Following a stay by the 1st Circuit Court of Appeal, charter schools will continue to receive public funding. However, the vice president of education and workforce development of the Louisiana Association of Business and Industry said that could be changed depending on the decision of the state Supreme Court.

“Should the plaintiffs prevail at the Supreme Court, that will require the state to find an outside the MFP source of funding,” Brigitte Nieland told the Louisiana Record.

At the moment, the state Supreme Court is set to decide whether or not to hear the case.

“Then depending upon what the court’s ruling is nothing will change, and they will still be funded through the MFP the way they have been or if the ruling goes with the plaintiffs that would force outside line item appropriation for next year,” Nieland said. “So, that would have to come up in this year’s legislative session.”

It is a constant battle for charter schools, Nieland said.

“They just don’t think that charter schools ought to exist, and that any school system should have to compete for students and dollars,” Nieland said.

The plaintiffs are alleging “that charter schools are not systems and the constitution, which was written before the advent of charter schools, refers to school systems,” she said. Nieland defended charter schools by saying they are public schools in every sense of the word.

“Yet because they are not technically a system, they shouldn’t have the right to have the same funding as other public schools,” Nieland said. “Even though they have to meet all the same criteria regarding testing and everything else.
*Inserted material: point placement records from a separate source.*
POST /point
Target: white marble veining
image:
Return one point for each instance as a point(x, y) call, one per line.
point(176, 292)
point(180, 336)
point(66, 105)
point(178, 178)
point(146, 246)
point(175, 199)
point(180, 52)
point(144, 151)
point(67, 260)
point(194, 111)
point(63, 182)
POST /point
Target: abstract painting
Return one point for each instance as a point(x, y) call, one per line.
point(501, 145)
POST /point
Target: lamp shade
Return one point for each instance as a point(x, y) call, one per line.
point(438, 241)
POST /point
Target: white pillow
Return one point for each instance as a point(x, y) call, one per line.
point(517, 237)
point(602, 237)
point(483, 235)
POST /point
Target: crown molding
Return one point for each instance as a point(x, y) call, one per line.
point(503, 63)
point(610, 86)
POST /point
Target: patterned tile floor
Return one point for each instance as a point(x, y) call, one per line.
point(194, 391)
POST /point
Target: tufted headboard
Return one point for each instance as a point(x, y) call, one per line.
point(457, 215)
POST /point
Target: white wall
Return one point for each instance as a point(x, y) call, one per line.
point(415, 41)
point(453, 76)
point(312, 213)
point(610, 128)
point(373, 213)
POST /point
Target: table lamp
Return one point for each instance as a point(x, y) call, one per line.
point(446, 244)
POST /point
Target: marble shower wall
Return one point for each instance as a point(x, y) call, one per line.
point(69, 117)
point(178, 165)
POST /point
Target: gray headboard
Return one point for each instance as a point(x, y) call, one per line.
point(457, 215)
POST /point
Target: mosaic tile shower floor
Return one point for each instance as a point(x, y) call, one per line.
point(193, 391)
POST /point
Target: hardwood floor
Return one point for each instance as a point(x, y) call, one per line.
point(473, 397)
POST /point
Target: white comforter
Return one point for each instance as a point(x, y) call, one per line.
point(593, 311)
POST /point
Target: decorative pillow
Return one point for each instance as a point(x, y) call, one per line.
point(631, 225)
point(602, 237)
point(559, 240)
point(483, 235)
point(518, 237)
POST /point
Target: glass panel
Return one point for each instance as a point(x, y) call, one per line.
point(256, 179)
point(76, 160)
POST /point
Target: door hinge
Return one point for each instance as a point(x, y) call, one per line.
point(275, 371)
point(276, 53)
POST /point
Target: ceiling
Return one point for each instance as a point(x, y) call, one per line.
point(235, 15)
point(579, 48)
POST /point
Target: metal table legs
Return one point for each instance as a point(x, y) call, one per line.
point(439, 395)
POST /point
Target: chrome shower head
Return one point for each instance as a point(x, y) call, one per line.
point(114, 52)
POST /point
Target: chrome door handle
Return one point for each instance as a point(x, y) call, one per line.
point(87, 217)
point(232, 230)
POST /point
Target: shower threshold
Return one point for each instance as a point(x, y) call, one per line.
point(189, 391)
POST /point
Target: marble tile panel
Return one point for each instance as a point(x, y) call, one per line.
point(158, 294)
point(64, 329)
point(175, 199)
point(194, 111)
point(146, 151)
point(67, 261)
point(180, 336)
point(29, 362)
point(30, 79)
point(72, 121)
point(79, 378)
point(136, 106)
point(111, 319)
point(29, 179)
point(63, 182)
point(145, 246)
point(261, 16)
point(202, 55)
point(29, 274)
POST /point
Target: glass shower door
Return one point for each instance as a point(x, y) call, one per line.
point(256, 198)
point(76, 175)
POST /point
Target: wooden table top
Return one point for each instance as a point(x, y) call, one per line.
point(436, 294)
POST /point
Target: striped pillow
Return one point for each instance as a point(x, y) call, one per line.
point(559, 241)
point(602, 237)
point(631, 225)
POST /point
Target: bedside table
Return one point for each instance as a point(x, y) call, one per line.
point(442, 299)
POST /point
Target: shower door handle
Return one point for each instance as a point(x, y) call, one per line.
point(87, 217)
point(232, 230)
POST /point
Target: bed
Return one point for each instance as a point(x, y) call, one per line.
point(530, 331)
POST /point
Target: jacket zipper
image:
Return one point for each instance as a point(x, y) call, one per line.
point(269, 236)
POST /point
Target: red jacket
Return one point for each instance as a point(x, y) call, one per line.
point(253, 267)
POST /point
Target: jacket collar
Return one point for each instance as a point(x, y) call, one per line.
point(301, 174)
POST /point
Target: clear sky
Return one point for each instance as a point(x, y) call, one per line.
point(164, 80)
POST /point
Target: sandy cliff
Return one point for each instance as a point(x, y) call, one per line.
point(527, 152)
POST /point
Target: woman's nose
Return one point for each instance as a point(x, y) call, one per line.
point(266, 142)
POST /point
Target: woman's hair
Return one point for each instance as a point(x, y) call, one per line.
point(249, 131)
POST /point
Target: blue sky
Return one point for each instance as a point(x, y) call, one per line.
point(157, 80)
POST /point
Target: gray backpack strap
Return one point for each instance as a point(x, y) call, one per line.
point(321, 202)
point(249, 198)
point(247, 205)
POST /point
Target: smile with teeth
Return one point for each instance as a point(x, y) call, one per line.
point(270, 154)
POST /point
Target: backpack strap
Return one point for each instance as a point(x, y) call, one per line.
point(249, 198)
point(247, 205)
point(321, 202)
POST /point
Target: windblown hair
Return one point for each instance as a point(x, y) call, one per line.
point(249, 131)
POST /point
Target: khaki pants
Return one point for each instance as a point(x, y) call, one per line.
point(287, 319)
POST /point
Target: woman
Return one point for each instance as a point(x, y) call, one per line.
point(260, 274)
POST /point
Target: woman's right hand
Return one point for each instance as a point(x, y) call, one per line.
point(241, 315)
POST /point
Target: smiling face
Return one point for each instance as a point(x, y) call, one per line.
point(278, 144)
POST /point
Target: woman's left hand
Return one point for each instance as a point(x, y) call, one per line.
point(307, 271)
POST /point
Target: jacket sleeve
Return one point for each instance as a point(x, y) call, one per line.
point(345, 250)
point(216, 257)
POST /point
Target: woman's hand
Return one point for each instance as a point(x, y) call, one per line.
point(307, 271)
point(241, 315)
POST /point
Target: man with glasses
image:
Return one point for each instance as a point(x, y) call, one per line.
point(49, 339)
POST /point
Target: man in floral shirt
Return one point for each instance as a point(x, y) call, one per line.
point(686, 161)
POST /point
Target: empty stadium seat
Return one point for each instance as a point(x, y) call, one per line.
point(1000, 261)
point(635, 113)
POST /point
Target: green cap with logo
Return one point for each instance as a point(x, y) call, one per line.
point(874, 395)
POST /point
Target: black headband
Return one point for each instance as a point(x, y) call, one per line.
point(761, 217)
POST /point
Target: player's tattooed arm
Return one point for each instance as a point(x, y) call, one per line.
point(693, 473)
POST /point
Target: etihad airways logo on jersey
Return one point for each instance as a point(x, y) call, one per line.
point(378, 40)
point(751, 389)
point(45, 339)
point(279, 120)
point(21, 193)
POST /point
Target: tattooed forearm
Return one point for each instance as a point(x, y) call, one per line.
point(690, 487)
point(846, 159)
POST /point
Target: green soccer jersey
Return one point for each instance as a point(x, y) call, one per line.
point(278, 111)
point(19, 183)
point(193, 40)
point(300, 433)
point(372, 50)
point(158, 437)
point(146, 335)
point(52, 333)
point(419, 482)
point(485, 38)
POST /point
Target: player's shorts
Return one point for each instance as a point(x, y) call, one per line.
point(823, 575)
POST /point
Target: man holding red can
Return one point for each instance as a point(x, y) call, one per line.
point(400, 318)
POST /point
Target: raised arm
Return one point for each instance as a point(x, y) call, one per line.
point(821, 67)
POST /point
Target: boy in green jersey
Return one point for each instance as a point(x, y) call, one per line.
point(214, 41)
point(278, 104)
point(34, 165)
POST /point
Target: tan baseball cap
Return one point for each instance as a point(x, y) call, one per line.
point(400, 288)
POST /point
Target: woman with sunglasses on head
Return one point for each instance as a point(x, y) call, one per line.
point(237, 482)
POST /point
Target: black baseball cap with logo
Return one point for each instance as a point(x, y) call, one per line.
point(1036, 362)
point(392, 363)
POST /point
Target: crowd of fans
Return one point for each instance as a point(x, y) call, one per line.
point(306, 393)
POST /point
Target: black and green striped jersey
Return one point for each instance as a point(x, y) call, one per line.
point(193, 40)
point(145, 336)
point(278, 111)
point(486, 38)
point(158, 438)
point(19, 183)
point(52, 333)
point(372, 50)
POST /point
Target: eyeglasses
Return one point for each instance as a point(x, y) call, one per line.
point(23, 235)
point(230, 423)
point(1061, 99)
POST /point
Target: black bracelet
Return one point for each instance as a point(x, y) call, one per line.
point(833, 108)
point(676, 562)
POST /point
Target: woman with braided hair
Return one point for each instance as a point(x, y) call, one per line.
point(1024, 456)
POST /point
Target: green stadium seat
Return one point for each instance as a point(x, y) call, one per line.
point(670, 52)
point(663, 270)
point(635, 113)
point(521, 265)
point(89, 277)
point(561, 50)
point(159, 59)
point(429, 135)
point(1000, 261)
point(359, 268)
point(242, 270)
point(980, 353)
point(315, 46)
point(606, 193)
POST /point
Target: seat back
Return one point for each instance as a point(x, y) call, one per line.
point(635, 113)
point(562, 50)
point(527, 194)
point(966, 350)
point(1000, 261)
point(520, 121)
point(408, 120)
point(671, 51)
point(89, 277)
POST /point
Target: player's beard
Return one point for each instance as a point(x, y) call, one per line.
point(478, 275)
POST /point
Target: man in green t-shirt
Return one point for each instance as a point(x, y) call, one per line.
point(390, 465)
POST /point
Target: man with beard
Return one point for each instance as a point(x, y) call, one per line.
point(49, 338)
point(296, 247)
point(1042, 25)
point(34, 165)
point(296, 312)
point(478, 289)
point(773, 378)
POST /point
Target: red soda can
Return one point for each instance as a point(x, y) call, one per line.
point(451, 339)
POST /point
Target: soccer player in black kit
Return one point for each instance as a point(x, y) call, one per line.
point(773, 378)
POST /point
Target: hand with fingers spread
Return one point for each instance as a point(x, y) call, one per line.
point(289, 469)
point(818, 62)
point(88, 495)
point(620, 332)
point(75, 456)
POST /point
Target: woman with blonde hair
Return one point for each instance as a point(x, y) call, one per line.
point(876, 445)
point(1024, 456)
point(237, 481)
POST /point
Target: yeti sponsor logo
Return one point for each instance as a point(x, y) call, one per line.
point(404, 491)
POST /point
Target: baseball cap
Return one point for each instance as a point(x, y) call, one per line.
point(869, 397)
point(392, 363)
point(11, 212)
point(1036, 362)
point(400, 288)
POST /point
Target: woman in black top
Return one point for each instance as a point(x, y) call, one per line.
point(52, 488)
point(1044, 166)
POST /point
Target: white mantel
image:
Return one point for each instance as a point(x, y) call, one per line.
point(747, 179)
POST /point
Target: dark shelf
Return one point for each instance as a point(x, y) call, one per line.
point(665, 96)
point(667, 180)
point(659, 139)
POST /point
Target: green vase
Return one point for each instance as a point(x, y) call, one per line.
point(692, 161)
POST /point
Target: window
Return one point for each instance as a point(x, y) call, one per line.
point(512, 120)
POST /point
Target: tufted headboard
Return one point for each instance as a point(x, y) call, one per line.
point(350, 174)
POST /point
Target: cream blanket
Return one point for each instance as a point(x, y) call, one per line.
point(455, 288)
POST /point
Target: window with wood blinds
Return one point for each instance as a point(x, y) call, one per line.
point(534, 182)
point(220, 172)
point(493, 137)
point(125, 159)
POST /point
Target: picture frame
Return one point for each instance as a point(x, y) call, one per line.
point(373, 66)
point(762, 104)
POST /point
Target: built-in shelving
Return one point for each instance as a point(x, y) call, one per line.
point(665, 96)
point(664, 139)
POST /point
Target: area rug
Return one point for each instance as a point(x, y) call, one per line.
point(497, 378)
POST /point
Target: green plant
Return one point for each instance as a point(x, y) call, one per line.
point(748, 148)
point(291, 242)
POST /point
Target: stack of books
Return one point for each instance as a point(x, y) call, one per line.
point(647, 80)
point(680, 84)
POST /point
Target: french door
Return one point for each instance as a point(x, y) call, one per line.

It is just the latest attack.”

She said the Louisiana Association of Educators and the other plaintiffs are seeking to shut down any competition for public-funding dollars.

“I think their ultimate design would be to eliminate the legal possibility of having charter schools because they only see it as competition for dollars,” Nieland said. “They don’t see it in the terms of what it is doing for education and families.”

However, Debbie Meaux, president of the LAE, told the Louisiana Record in an email interview that the case was about the constitutionality of the funding dispersement of the MFP. She also said the public schools would be open to receiving all charter-school students if they could not longer operate.

“Public schools will of course receive every child that comes to their doors,” Meaux said. “We always have and will continue to do so.”

In the complaint, which was originally filed in 2014, the plaintiff’s lawyers argued that funding Type 2 charter schools from the Minimum Foundation Program violated the state’s Constitution, which required MFP funds to be given to parish and city schools.

“The result in this case was largely foreshadowed by the Louisiana Supreme Court’s 2013 decision that voucher schools could not be funded through the MFP,” Brian Blackwell, the lead attorney for the LAE, was quoted in a press release. “MFP dollars are clearly restricted to city and parish school systems/ Type 2 charter schools simply are not city and parish school systems.”

There are 35 Type 2 charter schools in the state and, according to the LAE, they received $80 million from the MFP.

“It’s time to correct the unconstitutional diversion of funds (both state and local) so that no child’s education will be impeded,” Meaux said in the press release. “We look forward to a swift and final resolution to this issue so that our public-school educators can continue to focus on increasing student success and moving our public schools forward.”